Jason Lee Jessee (born December 27, 1969) is an American professional skateboarder and automotive designer best known for his stint with Santa Cruz Skateboards in the late 1980s. He was identified as the 24th-most influential skateboarder of all time by TransWorld SKATEboarding magazine in 2011, though was later removed from the list following the reveal of his past controversies in 2018. The feature documentary Pray for Me: The Jason Jessee Film was released in 2007.

==Skateboarding==
Jessee's first sponsor was Powell Peralta and later Vision Street Wear, but made the move to a professional sponsorship deal with Santa Cruz Skateboards in December 1987. He notably featured in the company's 1988 highlight video Streets on Fire, in which he played a fictional version of himself who is arrested and jailed for illegal skateboarding.
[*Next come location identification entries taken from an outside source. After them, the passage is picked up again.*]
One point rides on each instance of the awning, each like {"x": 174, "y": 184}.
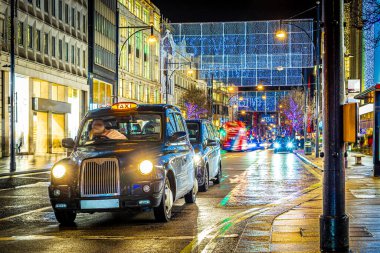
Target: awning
{"x": 366, "y": 94}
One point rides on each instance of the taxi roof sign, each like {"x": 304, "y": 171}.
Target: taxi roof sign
{"x": 124, "y": 106}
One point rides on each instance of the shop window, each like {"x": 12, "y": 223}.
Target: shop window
{"x": 30, "y": 36}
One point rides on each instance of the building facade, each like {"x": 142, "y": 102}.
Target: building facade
{"x": 102, "y": 32}
{"x": 51, "y": 78}
{"x": 179, "y": 72}
{"x": 139, "y": 60}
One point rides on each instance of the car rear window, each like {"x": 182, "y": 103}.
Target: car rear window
{"x": 194, "y": 132}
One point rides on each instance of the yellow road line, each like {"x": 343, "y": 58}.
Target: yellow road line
{"x": 29, "y": 212}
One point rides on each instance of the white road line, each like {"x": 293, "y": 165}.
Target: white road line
{"x": 103, "y": 237}
{"x": 26, "y": 174}
{"x": 22, "y": 214}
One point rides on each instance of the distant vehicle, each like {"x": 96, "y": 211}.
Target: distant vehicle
{"x": 206, "y": 144}
{"x": 236, "y": 136}
{"x": 127, "y": 156}
{"x": 255, "y": 144}
{"x": 283, "y": 145}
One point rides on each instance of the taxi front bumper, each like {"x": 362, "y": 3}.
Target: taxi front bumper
{"x": 134, "y": 198}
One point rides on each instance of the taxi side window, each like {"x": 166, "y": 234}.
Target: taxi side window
{"x": 171, "y": 128}
{"x": 179, "y": 123}
{"x": 211, "y": 132}
{"x": 205, "y": 134}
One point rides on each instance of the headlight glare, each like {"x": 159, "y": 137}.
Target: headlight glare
{"x": 197, "y": 158}
{"x": 146, "y": 167}
{"x": 59, "y": 171}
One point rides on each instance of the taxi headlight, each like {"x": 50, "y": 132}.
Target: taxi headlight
{"x": 197, "y": 158}
{"x": 146, "y": 167}
{"x": 58, "y": 171}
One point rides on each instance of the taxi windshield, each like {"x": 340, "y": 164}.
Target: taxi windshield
{"x": 125, "y": 128}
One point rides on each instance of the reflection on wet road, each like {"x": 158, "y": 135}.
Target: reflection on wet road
{"x": 253, "y": 182}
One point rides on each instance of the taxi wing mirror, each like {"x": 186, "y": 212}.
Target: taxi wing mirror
{"x": 211, "y": 143}
{"x": 68, "y": 143}
{"x": 178, "y": 136}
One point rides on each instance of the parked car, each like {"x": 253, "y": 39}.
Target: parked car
{"x": 283, "y": 144}
{"x": 206, "y": 143}
{"x": 127, "y": 156}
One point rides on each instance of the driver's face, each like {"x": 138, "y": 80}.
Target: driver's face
{"x": 98, "y": 127}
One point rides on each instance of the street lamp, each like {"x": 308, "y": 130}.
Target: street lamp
{"x": 178, "y": 64}
{"x": 281, "y": 34}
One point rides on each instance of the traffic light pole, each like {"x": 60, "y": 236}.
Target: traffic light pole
{"x": 334, "y": 235}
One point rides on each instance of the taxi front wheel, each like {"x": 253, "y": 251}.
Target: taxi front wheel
{"x": 163, "y": 212}
{"x": 65, "y": 217}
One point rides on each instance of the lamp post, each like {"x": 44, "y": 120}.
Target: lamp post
{"x": 281, "y": 34}
{"x": 178, "y": 64}
{"x": 152, "y": 39}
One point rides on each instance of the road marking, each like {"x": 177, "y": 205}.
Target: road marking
{"x": 26, "y": 174}
{"x": 103, "y": 237}
{"x": 29, "y": 212}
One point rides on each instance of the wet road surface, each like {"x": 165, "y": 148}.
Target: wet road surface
{"x": 253, "y": 182}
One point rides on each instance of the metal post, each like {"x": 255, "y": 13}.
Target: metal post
{"x": 12, "y": 89}
{"x": 334, "y": 234}
{"x": 116, "y": 87}
{"x": 318, "y": 78}
{"x": 167, "y": 79}
{"x": 376, "y": 143}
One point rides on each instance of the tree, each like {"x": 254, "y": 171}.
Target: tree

After an extended period of absence from the skateboarding industry, Jessee was once again sponsored by Santa Cruz and he helped the company during its 40th-anniversary celebration in 2013.

Jessee appeared in the 2018 film Converse PURPLE, but was then "indefinitely suspended" by Converse in May 2018—during which he also made his first Thrasher magazine cover appearance—after details of his controversial past surfaced.

Alongside other professional skateboarders such as Tony Hawk and Kevin Staab, Jessee was interviewed for the 2002 feature documentary Stoked: The Rise and Fall of Gator, about the tragedy of former professional skateboarder Mark "Gator" Rogowski. Jessee later described Rogowski in a June 2014 interview as a "creep".

==Other ventures==
Jessee has additionally worked as a custom-car and motorcycle builder, and was briefly a member of Los Angeles–based lowrider car club Dukes.

== Controversy and legal issues==
Jessee came under controversy in May 2018 when a thread on an online forum hosted by Slap magazine alleged his past usage of racial slurs, hate speech, and Nazi imagery. The thread was later deleted but Vice published an article that month about the allegations, including details of a brawl at a skateboarding contest in 1986 between Jessee and African-American skateboarder Ned "Peanut" Brown, during which Jessee had reportedly called Brown "nigger". Jessee consequently lost all of his endorsements, including that with NHS, the parental company of Santa Cruz Skateboards.

On January 4, 2006, Jessee was removed from a flight and arrested at San Jose International Airport after passengers aboard the flight reported him writing in a journal that had the words "suicide bomber" written on the cover, in addition to his "acting bizarrely" and "clutching his backpack".

He was arrested in April 2019 in Watsonville, California, for possession of a stolen vehicle and an unregistered and illegally-configured assault rifle.